揺れているだけ、ただそれだけだ。それだけなのに、鈴の音が、俺には不気味に聞こえた。
なんだかおかしい、言葉にはできないが、とにかくおかしい。
頬を舐める風が、ざわざわと鳴いている木々が、がらんがらんと響く凶音が、不気味に輝く月が、無駄に俺の不安を煽り、掻きたてる。
「……おい……トビ……なんだか様子がおかしい」
つぶやくと立ち上がり、トビに目を向ける。そして俺は、異常事態なんだとようやく理解した。

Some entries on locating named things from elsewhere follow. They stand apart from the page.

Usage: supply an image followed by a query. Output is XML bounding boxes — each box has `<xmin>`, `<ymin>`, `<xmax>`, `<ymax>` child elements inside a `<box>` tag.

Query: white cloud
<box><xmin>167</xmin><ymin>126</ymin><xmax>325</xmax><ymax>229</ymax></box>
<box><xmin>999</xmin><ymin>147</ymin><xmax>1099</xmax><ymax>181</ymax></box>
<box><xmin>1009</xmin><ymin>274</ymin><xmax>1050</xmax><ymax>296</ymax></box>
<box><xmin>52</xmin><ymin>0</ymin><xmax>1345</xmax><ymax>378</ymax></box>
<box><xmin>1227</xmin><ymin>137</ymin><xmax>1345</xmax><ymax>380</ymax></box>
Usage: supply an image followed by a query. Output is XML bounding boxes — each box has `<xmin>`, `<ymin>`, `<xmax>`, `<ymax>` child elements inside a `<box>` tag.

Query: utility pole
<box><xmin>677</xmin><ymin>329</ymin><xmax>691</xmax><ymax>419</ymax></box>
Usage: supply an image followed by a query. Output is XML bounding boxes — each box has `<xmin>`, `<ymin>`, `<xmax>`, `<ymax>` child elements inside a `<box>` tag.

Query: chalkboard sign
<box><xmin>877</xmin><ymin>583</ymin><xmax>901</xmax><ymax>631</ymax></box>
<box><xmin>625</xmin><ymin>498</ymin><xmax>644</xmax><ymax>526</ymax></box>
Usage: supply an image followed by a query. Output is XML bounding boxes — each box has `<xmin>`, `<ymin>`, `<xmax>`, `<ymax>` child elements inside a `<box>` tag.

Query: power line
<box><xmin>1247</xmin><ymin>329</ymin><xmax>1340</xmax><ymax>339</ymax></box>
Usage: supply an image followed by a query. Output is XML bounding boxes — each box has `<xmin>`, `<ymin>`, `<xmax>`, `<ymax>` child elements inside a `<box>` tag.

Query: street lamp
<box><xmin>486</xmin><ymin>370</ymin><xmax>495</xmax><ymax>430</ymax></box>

トビはまるで生気の感じられない瞳で、ぶつぶつと聞いたことのない言語をつぶやいていた。俺はトビの両肩をつかみ、揺すって必死になって呼びかける。
「トビっ、おいトビっ!!!!」
反応はない。
「しっかりし――」
瞬間、周囲に光が満ちだした。トビの描いたでたらめな魔法陣の中が、まぶしいまでに光っている。
そして、満ちた光は閃光となって、弾けた―――――
そのとき、人影を――――
◆
「で、気づいたらだだっ広い草原でした。ってか……」
穏やかな風に草がなびくなか、俺は、どうしてこうなったと今までの行動を振り返っていた。周囲を嬉しそうにあほうが飛び跳ねるなか、俺は頭を抱えて今世紀最大のため息をついた。いや、人類史上最大のため息かもしれない。
「どうしたキキ、宇宙規模のため息なんかついてよ」
「うるさい、殺すぞお前」
「あれ、怒ってる?」
「怒ってない。とんでもないことになったと嘆いてるんだ」
「そんなことよりよ、腹減ったから何か食おうぜ」
そんなことだと……? わけのわからん場所に飛ばされたってのに、こいつにとってはそんなことなのか。ああもう、ほんと殺したいわこいつ。
「なあ、キキ」
「なんだよっ!」
「なんか……トラみたいなのに囲まれてる」
「え……?」
犬歯がやたら長く、緑色のトラにいつの間にか周囲を囲まれていた。お腹が空いているのか、ぐるぐると低いうなり声をあげている。
「あれだな。モンスターだ、きっと」
詰みましたっ、本当にありがとうございますぅ!!!!!!!!!! いえアアアアァアァアアアアアア!!!!!!!!!!!!!!!